Wie man den richtigen Mittelpunkt findet: Warum die Heizung mit Kohlenstofffaser tatsächlich funktioniert
Haben Sie schon einmal ein dickes Stück Fleisch aus dem Ofen geholt – nur um festzustellen, dass die Oberfläche schwarz verbrannt ist, während das Innere noch praktisch roh ist? Das ist frustrierend. Das Problem ist, dass die meisten Öfen nur die Oberfläche erwärmen – in der Hoffnung, dass die Wärme irgendwann auch ins Innere vordringt.
Dabei kommt die Kohlenstofffaser ins Spiel.
Es geht um die Penetration der Wärme
Die alten Metallspulen bewegen lediglich die Luft. Kohlenstofffaser hingegen sendet kurzwelliges Infrarotlicht aus – dieses dringt nicht nur an der Oberfläche ein, sondern erreicht auch tief ins Fleisch hinein. Da diese Wellen direkt auf das Wasser und die Fette im Fleisch treffen, beginnt die Mitte des Fleisches genauso schnell zu erwärmen wie die Oberfläche. So entsteht eine gleichmäßige Erwärmung vom Rand bis ins Zentrum – ohne Rückschläge.
Kein „Übertreffen“ der Temperatur mehr
Eines der größten Vorteile von Kohlenstofffaser ist ihre schnelle Reaktion.

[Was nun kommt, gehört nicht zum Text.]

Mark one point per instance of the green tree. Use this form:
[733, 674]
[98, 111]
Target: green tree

Metallrohre sind schwer und halten die Wärme lange Zeit bei – was oft dazu führt, dass die Temperatur überhandnimmt und das empfindliche Fleisch beschädigt wird. Kohlenstofffaser hat dieses Problem nicht. Sie heizt und kühlt sich fast sofort ab. Wenn ein PID-Controller eine Temperaturänderung von nur 2 Grad feststellt, stoppt die Heizung sofort. Dadurch entsteht eine hohe Präzision – was den gesamten Prozess viel weniger stressig macht.
Ein paar Dinge, die man beachten sollte
Kohlenstofffaser kann nicht einfach in jeden Ofen eingebaut werden. Da die Wärmestärke viel höher ist als gewöhnt, muss man darauf achten, dass die Belüftung richtig funktioniert. Wenn die Luft nicht zirkulieren kann, kann die reflektierte Energie sich ansammeln und das Gerät beschädigen. Es handelt sich dabei um eine sehr leistungsstarke Technologie – daher sollte man ihr genügend Platz zum Atmen geben.
Außerdem sind Küchen häufig schmutzig und ölig. Damit die Kohlenstofffaserfilamente nicht oxidieren oder feucht werden, werden sie in hochwertiges Quarz eingewickelt. Man sollte damit jedoch vorsichtig umgehen – falls die Quarzhülle zerbricht, können die Filamente innerhalb sekundenschnell zerstört werden. Behandeln Sie sie mit etwas Respekt, halten Sie sie vor starken Erschütterungen fern – dann werden sie ihren Job ordentlich erledigen.